Born in 1942, Blahnik was the perfect age to succumb to Elvis mania, which began conquering the world in the late ’50s. “I must have been 12 or 13 years old when I first listened to ‘All shook Up,’ and from that moment I was captivated,” he said. “I was crazy for Elvis’s music and followed him in magazines and films.”

“One of his most divine performances was a routine with Ann-Margret in Viva Las Vegas of ‘The Lady Loves Me’ — absolute perfection! Such a magnificent dancer an all-round performer in the most effortless way. Elvis is one of the original influencers.”

Blahnik, the epitome of top-tier shoemaking, has by now had a longer career than Elvis himself. After opening his first store in the early ’70s, Blahnik fastidiously expanded his brand across the globe, taking over stylish folks’ closets not unlike the way that Elvis dominated international jukeboxes.

So, when it comes time to create custom footwear for a figure as famous as Elvis, Blahnik’s ample experience inspires the designer to look beyond the most obvious Presley-isms.

“I was thinking of a young Elvis when designing, the earlier years of his career,” explained Blahnik.

“I was not necessarily trying to emulate styles previously worn by him or create something distinctly
‘Manolo Blahnik’ but instead focused creating authentic pieces, of the time and that felt true to
Elvis’s style and the vision Catherine had for the film.”

The resulting shoes, worn by Butler as he portrays The King at different stages in his career, run the gamut from the pointy-toed boots that matched the flamboyant costumes Elvis wore towards the end of his career to humble daily drivers that he wore to stroll around Memphis.
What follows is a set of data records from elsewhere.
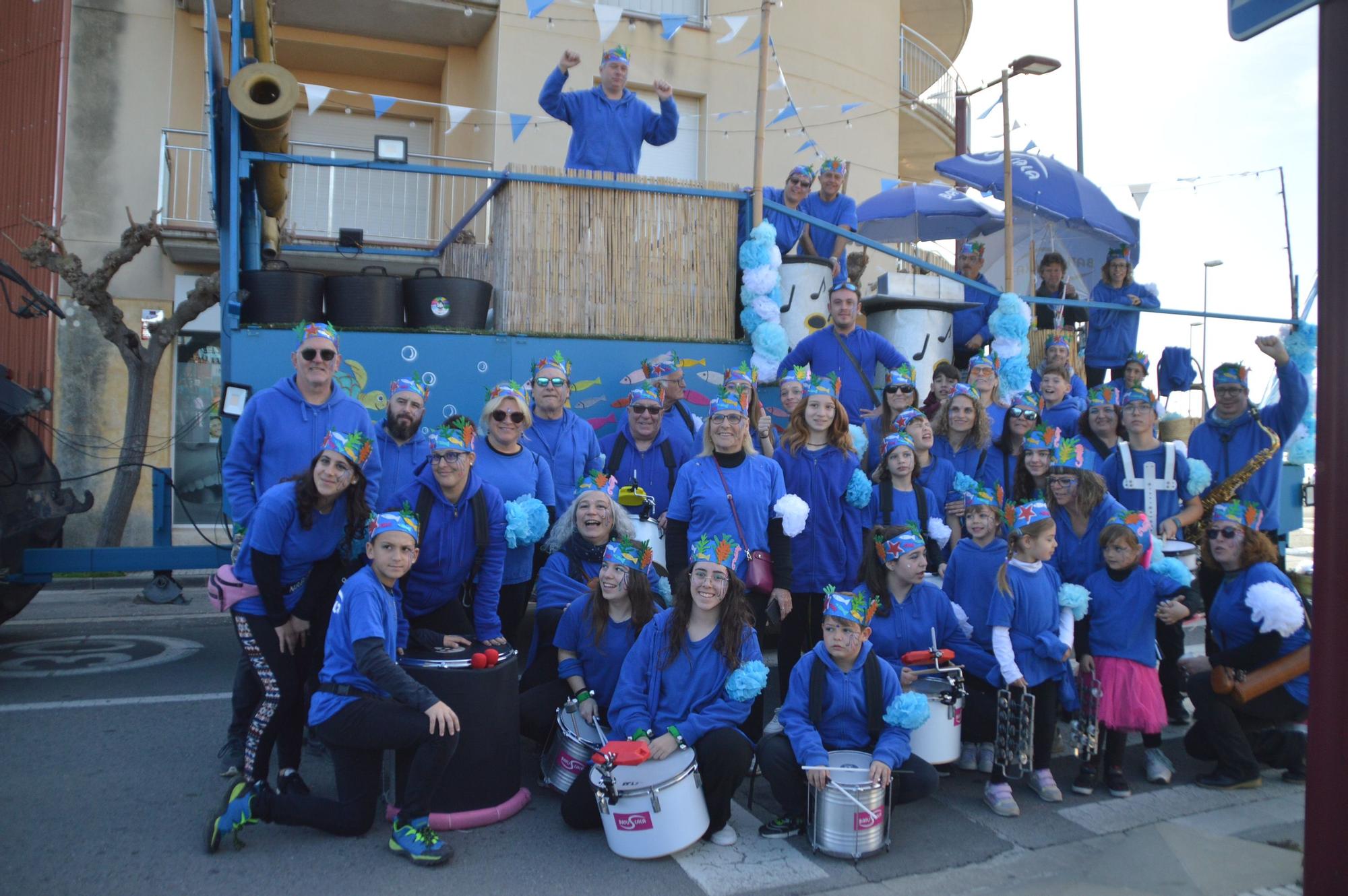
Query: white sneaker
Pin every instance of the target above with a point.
(969, 761)
(726, 837)
(1160, 769)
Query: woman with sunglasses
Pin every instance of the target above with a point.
(1256, 619)
(525, 482)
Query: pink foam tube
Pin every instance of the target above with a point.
(477, 817)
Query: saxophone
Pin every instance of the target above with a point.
(1235, 482)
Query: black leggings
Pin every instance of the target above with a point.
(357, 739)
(1045, 726)
(278, 717)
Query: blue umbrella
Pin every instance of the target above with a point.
(925, 212)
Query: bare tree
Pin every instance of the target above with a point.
(91, 292)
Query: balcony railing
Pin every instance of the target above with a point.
(400, 208)
(927, 75)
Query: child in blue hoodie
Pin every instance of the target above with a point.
(843, 697)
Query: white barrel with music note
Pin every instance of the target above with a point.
(807, 281)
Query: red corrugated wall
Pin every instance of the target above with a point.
(34, 60)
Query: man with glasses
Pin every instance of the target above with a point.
(642, 452)
(559, 435)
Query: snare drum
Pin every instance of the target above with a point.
(850, 819)
(1183, 552)
(658, 809)
(939, 739)
(568, 754)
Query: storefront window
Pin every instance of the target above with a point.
(196, 456)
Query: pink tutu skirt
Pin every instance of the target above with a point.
(1130, 696)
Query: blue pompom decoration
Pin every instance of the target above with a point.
(1200, 476)
(1076, 599)
(747, 682)
(909, 712)
(526, 521)
(859, 491)
(1173, 571)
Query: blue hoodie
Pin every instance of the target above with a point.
(278, 436)
(843, 716)
(649, 466)
(1229, 445)
(1114, 335)
(828, 552)
(447, 553)
(607, 134)
(570, 447)
(688, 693)
(400, 464)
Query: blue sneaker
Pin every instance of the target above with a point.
(234, 816)
(417, 841)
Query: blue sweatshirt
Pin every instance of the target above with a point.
(828, 552)
(1079, 557)
(824, 355)
(601, 662)
(447, 553)
(843, 716)
(690, 693)
(1114, 335)
(1229, 445)
(700, 502)
(1124, 615)
(970, 580)
(516, 476)
(400, 466)
(570, 447)
(649, 466)
(278, 436)
(1231, 623)
(274, 529)
(607, 135)
(908, 627)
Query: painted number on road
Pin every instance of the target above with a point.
(90, 655)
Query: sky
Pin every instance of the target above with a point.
(1168, 95)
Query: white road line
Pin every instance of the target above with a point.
(117, 701)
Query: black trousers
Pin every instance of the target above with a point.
(357, 739)
(783, 771)
(1045, 724)
(723, 758)
(1222, 731)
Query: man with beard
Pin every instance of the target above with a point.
(402, 445)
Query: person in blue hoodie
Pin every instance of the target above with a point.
(1114, 335)
(609, 122)
(402, 445)
(861, 708)
(971, 325)
(525, 482)
(642, 452)
(448, 498)
(366, 704)
(692, 677)
(559, 435)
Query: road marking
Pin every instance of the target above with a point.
(754, 863)
(117, 701)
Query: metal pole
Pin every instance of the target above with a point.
(761, 114)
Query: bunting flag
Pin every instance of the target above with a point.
(734, 24)
(316, 95)
(607, 18)
(672, 24)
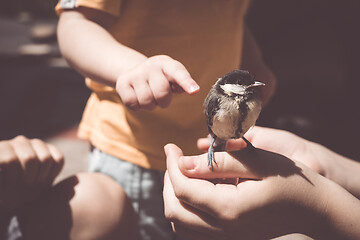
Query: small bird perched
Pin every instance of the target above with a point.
(232, 106)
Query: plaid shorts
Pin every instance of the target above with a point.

Elvis, at his best, represented “personal freedom” to his legion of fans, the joy of expressing oneself.

His footwear reflected this, so often eschewing the boring black leather boots of the day for high-contrast heeled shoes that boosted his stature, both in terms of celebrity and physicality.

Perhaps an underappreciated element of Elvis’ style was most visible during the early days, when the singer exuberantly twisted conventional clothing, the stuff that you’d normally see worn on the streets of Mississippi, into fanciful stage dress through the sheer power of charisma.

“Some of Elvis’ on-stage and theatrical costumes were indeed legendary but what I found most fascinating and inspiring was the way in which Elvis styled quite traditional American clothing,” Blahnik continued.

“He completely elevated it, making everyday items desirable. The two-tone brogues,
denim, country clothing… he made all these simple things, that had been around for years, truly iconic.”